El procedimiento se habría repetido con otros empresarios. En uno de los casos, Marco Sanjuán cobró 24.200 euros tras favorecer a una azucarera que evitó el pago de más de un millón a Hacienda gracias a tres resoluciones administrativas “casualmente” favorables. El esquema utilizado para camuflar los pagos incluía facturas cruzadas entre sociedades interpuestas, importes idénticos y conceptos tan sugerentes como “seminario declaración”, pese a que las empresas beneficiadas no parecían demandar tales servicios.
La mano invisible del cohecho: ¿quién es responsable?
Juristas consultados por varios medios lo tienen claro: los hechos descritos encajan en el delito de cohecho tanto en su modalidad pasiva (funcionario que acepta dádivas) como activa (particular que ofrece pagos). La pena máxima alcanza los seis años de cárcel. Para mayor escarnio, la sociedad instrumental utilizada por Marco Sanjuán carecía de empleados o actividad real. Y al frente figuraba un amigo personal como administrador “testaferro”, lo que refuerza la sospecha sobre la intencionalidad ilícita.
La reacción oficial ha sido escasa y poco convincente. Marco Sanjuán ha calificado las preguntas sobre cobros indebidos como “bestialidad”, mientras su superior directo, el secretario de Estado Jesús Gascón —íntimo suyo— guarda silencio sepulcral. Un silencio tan denso como el café donde se fraguaban los acuerdos.
Chiqui Montero: una ministra con historial accidentado
El caso salpica directamente a María Jesús Montero, conocida popularmente como “Chiqui Montero”. No es la primera vez que su gestión se ve envuelta en polémicas o pifias administrativas. Desde su llegada al Ministerio tras pasar por la Junta de Andalucía, la lista de incidencias y controversias fiscales se ha hecho larga: desde inspecciones fallidas hasta rectificaciones millonarias o filtraciones interesadas desde la Agencia Tributaria.
Montero fue precisamente quien ascendió a Marco Sanjuán al puesto clave del TEAC en 2018, apostando por un perfil “técnico” pero muy bien relacionado dentro del aparato fiscalista socialista. Ahora, su apuesta personal se convierte en una patata caliente política justo cuando el Gobierno necesita dar imagen de ejemplaridad.

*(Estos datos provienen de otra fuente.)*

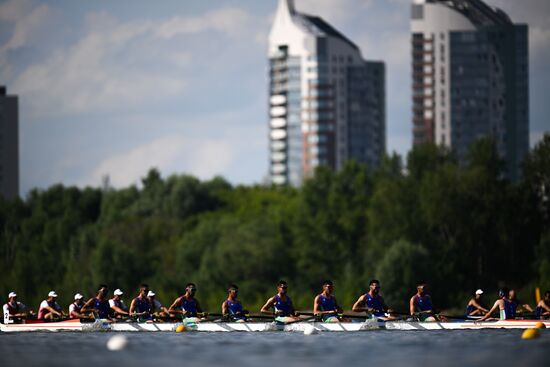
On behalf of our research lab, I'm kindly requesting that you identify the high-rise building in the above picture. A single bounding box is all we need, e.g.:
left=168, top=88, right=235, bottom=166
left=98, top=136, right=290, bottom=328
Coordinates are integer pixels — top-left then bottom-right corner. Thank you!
left=269, top=0, right=386, bottom=186
left=411, top=0, right=529, bottom=178
left=0, top=87, right=19, bottom=199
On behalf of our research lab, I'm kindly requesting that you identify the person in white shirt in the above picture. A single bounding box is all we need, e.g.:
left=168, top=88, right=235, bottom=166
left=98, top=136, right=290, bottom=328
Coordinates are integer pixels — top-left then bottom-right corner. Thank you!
left=147, top=291, right=170, bottom=317
left=109, top=289, right=128, bottom=318
left=69, top=293, right=90, bottom=319
left=37, top=291, right=66, bottom=320
left=2, top=292, right=27, bottom=320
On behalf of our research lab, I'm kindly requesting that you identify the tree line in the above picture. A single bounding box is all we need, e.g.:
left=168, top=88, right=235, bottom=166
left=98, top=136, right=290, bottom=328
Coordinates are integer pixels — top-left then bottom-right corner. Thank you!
left=0, top=134, right=550, bottom=310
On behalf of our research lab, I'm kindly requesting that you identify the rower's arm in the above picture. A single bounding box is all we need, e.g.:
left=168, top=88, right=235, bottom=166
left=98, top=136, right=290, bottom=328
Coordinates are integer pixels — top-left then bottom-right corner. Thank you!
left=409, top=296, right=416, bottom=316
left=470, top=299, right=489, bottom=313
left=379, top=296, right=390, bottom=312
left=522, top=304, right=535, bottom=312
left=334, top=297, right=344, bottom=313
left=351, top=294, right=367, bottom=312
left=313, top=296, right=324, bottom=315
left=111, top=306, right=128, bottom=315
left=168, top=297, right=183, bottom=314
left=80, top=298, right=94, bottom=312
left=479, top=300, right=500, bottom=321
left=44, top=306, right=63, bottom=316
left=129, top=299, right=136, bottom=315
left=195, top=298, right=202, bottom=313
left=260, top=297, right=274, bottom=315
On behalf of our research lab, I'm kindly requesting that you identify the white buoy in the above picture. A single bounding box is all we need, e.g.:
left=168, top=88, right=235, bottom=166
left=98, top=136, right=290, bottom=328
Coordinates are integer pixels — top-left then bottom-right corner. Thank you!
left=107, top=335, right=128, bottom=351
left=304, top=325, right=317, bottom=335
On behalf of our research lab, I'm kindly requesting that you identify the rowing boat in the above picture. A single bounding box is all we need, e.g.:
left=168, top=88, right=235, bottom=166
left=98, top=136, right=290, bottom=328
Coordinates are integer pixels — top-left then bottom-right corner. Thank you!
left=0, top=320, right=550, bottom=332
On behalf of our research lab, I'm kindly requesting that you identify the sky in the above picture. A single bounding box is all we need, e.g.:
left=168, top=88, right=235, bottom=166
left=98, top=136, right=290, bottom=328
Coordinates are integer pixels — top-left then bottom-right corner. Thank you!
left=0, top=0, right=550, bottom=196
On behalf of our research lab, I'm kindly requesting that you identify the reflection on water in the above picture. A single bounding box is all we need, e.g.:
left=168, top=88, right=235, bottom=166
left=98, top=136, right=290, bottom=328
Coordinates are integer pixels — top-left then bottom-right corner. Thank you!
left=0, top=330, right=550, bottom=367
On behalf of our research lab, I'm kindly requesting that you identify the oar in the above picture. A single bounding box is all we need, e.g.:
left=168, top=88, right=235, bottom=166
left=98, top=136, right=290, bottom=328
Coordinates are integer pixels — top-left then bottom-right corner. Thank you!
left=275, top=315, right=317, bottom=325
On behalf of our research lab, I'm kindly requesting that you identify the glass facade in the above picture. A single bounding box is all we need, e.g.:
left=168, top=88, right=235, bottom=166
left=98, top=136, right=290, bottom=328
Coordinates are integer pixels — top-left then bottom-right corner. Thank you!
left=270, top=51, right=303, bottom=185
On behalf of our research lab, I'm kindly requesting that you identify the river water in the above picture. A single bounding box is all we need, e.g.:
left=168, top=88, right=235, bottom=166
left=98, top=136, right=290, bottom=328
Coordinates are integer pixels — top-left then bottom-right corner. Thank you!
left=0, top=330, right=550, bottom=367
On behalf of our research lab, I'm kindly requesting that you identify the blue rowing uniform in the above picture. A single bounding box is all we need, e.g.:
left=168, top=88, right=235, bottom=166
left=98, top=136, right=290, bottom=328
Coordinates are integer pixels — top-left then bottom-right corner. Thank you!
left=180, top=296, right=197, bottom=317
left=503, top=297, right=518, bottom=320
left=273, top=294, right=294, bottom=317
left=319, top=293, right=336, bottom=320
left=134, top=297, right=153, bottom=321
left=225, top=299, right=245, bottom=320
left=416, top=294, right=433, bottom=312
left=94, top=297, right=111, bottom=319
left=365, top=292, right=384, bottom=317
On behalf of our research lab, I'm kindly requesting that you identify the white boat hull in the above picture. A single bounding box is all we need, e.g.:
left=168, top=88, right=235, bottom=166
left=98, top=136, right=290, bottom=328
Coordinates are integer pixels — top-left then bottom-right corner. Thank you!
left=0, top=320, right=550, bottom=332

Un historial repleto de pufos… y no precisamente pequeños
El ‘tres’ de Montero no solo arrastra este escándalo reciente. Según diversas investigaciones periodísticas:
- Ostentó participaciones significativas (hasta el 25%) durante más de una década en una red de salones inmobiliarios repartidos por toda España.
- Acumula sentencias condenatorias por impagos que superan los 200.000 euros, incluyendo una sanción confirmada por el Supremo por valor de 180.000 euros.
- Fue apodado “el rey del fraude” por su habilidad para esquivar obligaciones fiscales… todo ello mientras ejercía funciones clave dentro del sistema tributario español.
- Tras ser descubierto ocultando participaciones empresariales —algo prohibido para altos cargos públicos— vendió precipitadamente sus acciones a precio simbólico; una maniobra desesperada que no le libró del reproche legal ni mediático.
Las consecuencias políticas y jurídicas
Este caso plantea varias incógnitas:
- ¿Hasta dónde llega la responsabilidad política directa o indirecta del Ministerio?
- ¿Cuántos expedientes pueden estar contaminados por prácticas similares?
- ¿Qué impacto tendrá sobre la confianza ciudadana en Hacienda?
El Parlamento ya prepara comparecencias urgentes y varios partidos han solicitado dimisiones inmediatas. No faltan quienes recuerdan otros escándalos recientes (como los casos Kitchen o Tito Berni) para exigir reformas profundas.
No deja de ser paradójico que quienes debían velar por el cumplimiento fiscal hayan acabado perfeccionando —según las acusaciones— todo un arte para sortearlo. Si algo demuestra este escándalo es que ni siquiera en Hacienda llueve sobre mojado… aquí cae directamente un chaparrón torrencial.